I imagine Jesus pausing before the last word from the host in the parable. Jesus pausing and looking straight into the eyes of every guest who is now seething and even now trying to figure what to do with him, how to get rid of him, how to kill him. The parable of the great dinner ends with “For I tell, none of those who were invited will taste my dinner.” Ouch. The lawyers, the scribes, the Sadducees, and the Pharisees all wallowing in their anger at Jesus. And what if the host of the great dinner in Luke was concerned most with just getting people fed: the poor, the crippled, the blind, the lame. Being filled. It would be easier if one could conclude that the parable of the Great Dinner was about filling pews, or growing the church, or converting souls. But in the gospel of Luke, “filling the house” may have little to do with seating capacity. It could also be about filling….the house. Filling up those who are of the household of God who are hungry.
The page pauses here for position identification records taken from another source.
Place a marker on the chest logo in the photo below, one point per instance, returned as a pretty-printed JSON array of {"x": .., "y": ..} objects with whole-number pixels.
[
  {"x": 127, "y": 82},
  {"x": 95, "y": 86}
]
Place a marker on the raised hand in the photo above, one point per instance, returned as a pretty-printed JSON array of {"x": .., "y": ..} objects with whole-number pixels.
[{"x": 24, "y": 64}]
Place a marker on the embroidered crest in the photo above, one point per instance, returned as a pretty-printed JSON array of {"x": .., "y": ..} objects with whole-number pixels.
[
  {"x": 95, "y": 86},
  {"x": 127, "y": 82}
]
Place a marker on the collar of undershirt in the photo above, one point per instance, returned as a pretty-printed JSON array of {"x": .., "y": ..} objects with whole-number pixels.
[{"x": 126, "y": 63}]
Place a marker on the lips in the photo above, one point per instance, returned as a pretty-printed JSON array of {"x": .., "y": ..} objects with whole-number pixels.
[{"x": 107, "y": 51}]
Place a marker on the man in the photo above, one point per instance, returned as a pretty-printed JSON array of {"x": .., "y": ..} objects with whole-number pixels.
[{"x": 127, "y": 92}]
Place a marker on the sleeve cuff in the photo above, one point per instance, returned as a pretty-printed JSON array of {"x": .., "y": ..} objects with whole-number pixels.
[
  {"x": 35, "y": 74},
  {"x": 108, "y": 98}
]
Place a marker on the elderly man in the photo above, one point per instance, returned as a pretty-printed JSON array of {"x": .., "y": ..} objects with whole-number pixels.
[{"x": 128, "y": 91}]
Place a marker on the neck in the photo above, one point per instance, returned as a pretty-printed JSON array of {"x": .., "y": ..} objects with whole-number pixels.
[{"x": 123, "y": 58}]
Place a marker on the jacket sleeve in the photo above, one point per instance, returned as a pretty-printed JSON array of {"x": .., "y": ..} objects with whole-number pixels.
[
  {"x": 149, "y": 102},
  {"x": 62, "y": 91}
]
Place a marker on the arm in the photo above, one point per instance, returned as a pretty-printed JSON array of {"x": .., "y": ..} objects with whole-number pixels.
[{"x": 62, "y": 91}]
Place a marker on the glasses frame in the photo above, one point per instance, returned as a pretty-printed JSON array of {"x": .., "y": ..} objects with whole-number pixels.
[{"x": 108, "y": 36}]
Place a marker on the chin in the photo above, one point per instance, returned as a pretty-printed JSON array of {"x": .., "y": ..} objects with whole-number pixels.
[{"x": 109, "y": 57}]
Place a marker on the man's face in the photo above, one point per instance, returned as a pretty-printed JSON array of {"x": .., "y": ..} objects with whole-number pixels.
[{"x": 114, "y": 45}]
The religious leaders all hear, all focus, all obsess on judgment, condemnation, personal afront. So maybe they miss here in the parable, the exhortation, the sending,  the call to action, and the promise of a vision of the household of God being full.

The news, the pictures and the footage still coming from Ukraine continue to be heartbreaking. People being killed while standing in a breadline! Children dying while trying to stay safe in a shelter. As long as war and violence and terror eat away at the world’s fabric and the children of God are dying of hunger in a world with such wealth and resources, there is always going to be tension when Jesus is at the table. And, yes, there is judgment and condemnation. But from the lips of Jesus, from the teaching of Jesus, from the grace of Jesus, there will always be exhortation, sending, call to action, and a plea to work and serve until the whole household of God is full. Because the spectacle of the cross always points to a death defying, evil stomping, empire conquering resurrection hope. Not just for you and me, but for the world.

The young, African American poet Amanda Gorman recently published a collection entitled Call Us What We Carry. It is volume filled with poetry that speaks to the last two years of challenge, suffering, and bitter division that we all know so well. But it is also a book of poetry about hope, endurance, and the future. The signature poem “What We Carry”, it speaks  of a hopefulness and perseverance in the world we live in. To me, it sort of drips with the imagery and themes of faith and life and future. Our future in God; with Christ Jesus forever exhorting, sending, calling. Hear this last part of the poem “What We Carry” by Amanda Gorman.

Jesus, the One crucified, the One Risen, calls you and calls me to walk into tomorrow…that one day, one day, his house, the very household of God,  may be filled.